26. Hana, Maui
The road to Hana is described as curving 500 times in 50 miles. I don’t know how they counted the curves. There isn’t a straight road section in 50 miles. The road is carved along the contour of the coast. It is narrow, up and down, in and out, with blind switch-backs and beautiful scenery. There were deep jungle tunnels, pretty waterfalls, and rugged cliffs and rocks. If you met a car, both dived for the side, which made for exciting driving. One humorous note — after 10 miles of twisting cut-backs, etc., as described above, we saw a sign “narrow winding road.”
We drove out on Keanae Peninsula and visited Keanae church. In the mid 1800s the people in the village there didn’t have a church so they prayed to St. Gabriel for help. A great storm washed piles of coral onto the beach. The people built the church of lava rock and coral. When the church was finished, another storm washed the excess coral off the beach. The church is still used. The door was open with a guest book inside.

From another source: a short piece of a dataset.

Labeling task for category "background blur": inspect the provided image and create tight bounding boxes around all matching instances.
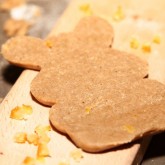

It was a relief to arrive at Heavenly Hana Motel, our accommodation for the night. The motel was deserted, door open, with two notes — one a phone number — the other said to stick the paper under the screen door so it would stay shut. I called the number. The guy said to take your pick of rooms, the girl will come in the morning. The motel was one building with a large living room, four bedrooms and two kitchens. Each room had its own can of insect repellent.
We drove into Hana to see the town. Hana is a company town owned by the Hana Ranch. The Hana Maui Hotel is the business center, and caters to “millionaires.” There was Hana Ranch Shopping Center with Hana Ranch Meat Market and Hana Ranch Snack Bar, and a school. The whole town; theatre, stores, houses, etc., was painted green. They were putting new paint on the roof of the old church — green, of course. We strolled through the manicured hotel grounds and returned to the motel.
Back at the motel we fixed supper in one of the kitchens, and enjoyed music on the radio. We had the place to ourselves (not counting the bug Betty saw). It was as big as her hand — she was ready to sleep in the car.
Next day, we drove through Hana up to the 7 Sacred Pools where a stream of fresh water cascades down from Haleakala from pool to pool and into the sea. It was a very beautiful place for the “Grand Finale” of our trip to Hana. A quick lunch at the Hana Ranch Snack Bar, and then back the white-knuckle road to Kahului.
Our next destination was across the island to Lahaina, once a booming whaling city and capital of Hawaii until 1843. Two factions kept the town jumping. Whalers came ashore to blow off steam, and the missionaries tried to keep them corralled, and, to keep the local girls from swimming out to the ships. With these goals in mind, a stone prison was built to house errant sailors. The sailors shelled the town when they got mad at the missionaries.
We stopped at the Pioneer Inn on the waterfront in the Old Whalers’ Grog Shoppe. We had a ginger ale at the brass rail bar, and savored the swinging doors, a ships figurehead, old lanterns, anchors, and harpoons from the whaling days.
Eight miles beyond Lahaina we found our hotel, a beautiful place right on the beach — a real swimming beach, private lanai, all glass front with sliding Japanese-type doors. There was a step down shower and kitchen, a perfect place. We went for a swim and enjoyed having the beach all to ourselves, not counting the crabs hiding in mounds in the sand. We watched an incredibly beautiful sunset with Lanai, Oahu, and Molokai in the distance.
Up early the next morning and drove north to Kalalau Beach, privately owned, but open to the public — so I swam, but Betty was deterred by seaweed in the water, so we went back to our hotel and swam there. Better to climax our trip at our own private beach and a beautiful place!
Back to Kahului airport and a quick hop to Hilo. We took lots of great pictures so we can see again the sunset on top of the world, and remember beautiful Kee Beach and all the other exciting and beautiful sights that are Hawaii. Pau. (The end- finished) So ends the Hicks’ Honeymoon Island Hopping Trip.